Stalker grew on me as a character, too. He isn't some heartless teen trying to simply survive--even at the expense of others. He's evolved while in a "civilized" village, despite his reluctance to do so. The conflict between his (and Deuce's) desire to maintain his skills and the village's beliefs was one that added another dimension to both Stalker's character, and the story overall. I connected with him on an emotional level, and I think I can see why some readers cheered for him as Deuce's love interest this time around. I hope that he eventually finds someone to be with, and maybe even by the end of this series. Maybe, if we're lucky, there will be a spinoff series with him?
The Freaks have become even freakier, too. Think about the scariest zombie movie you've ever watched, and that really got under your skin and scared you half to death as you watched it. Now imagine being thrown into that world, but the zombies are slowly evolving into an even bigger threat than you initially thought, in ways that you never imagined possible. That's how the Freaks are in OUTPOST. My heart raced with every scene that they appeared in, and I never fully relaxed after they left, because Ann always kept them creeping in the background.
One scene by the end makes me bawl like a little baby, and I never expected myself to have such an emotional reaction over this character, either. I think that this only reinforces the fact that Ann is such a skilled writer, because without even realizing it, readers will grow fond of the secondary characters.
I think my only problem with this story (and a minimal one at that), is the fact that Fade was a little bit emo in the beginning of this novel. Emo enough that he didn't come off as badass as I remembered him to be in ENCLAVE. I suppose it is understandable, since he did not grow up the way Deuce and Stalker did--and we are shown that multiple times through Deuce and Stalker's conversations as Stalker tries to win her affections. I also wished, though I understand why she was unable to do so, that Deuce expressed her emotions a bit better. She came off a bit stiff at times, but like I said, I understand because she grew up as a Huntress, so it's difficult to turn that side of her off.
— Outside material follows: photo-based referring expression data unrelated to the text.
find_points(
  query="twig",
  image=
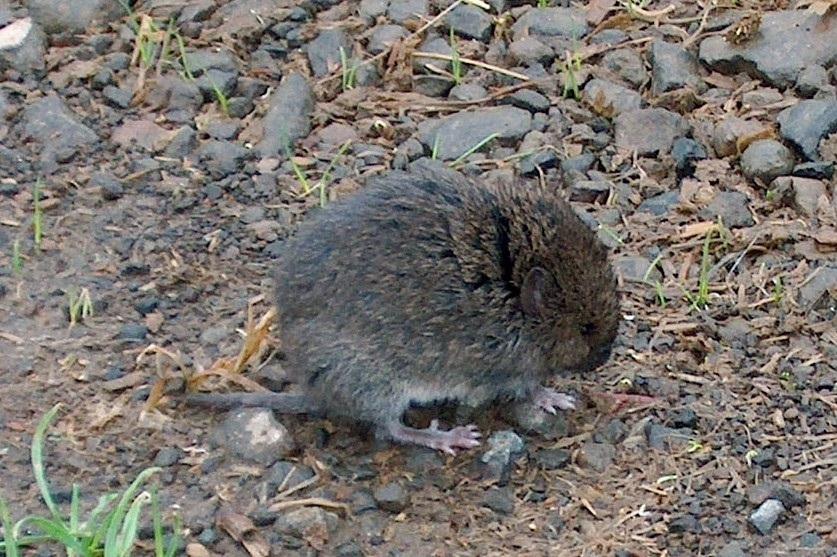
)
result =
(471, 61)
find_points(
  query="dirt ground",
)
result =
(731, 338)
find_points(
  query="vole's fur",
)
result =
(427, 286)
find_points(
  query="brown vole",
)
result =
(425, 287)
OUTPOST is a strong sequel, and did not leave me disappointed. It did not have the same feel as ENCLAVE, which I thought was going to disappoint me since ENCLAVE was a masterpiece, but Ann handled the story and characters so well that I honestly did not care. I almost feel like OUTPOST is in its own world (which it kind of is), and should be regarded on an entirely different level.
Should you read it? You should buy five copies: two for yourself (one that you can reread, and the other to immortalize in an Ann Aguirre Razorland shrine), one to lend to friends, and two more as (un)birthday presents for your two closest friends. Hell, maybe you should buy a few more copies to give away to strangers.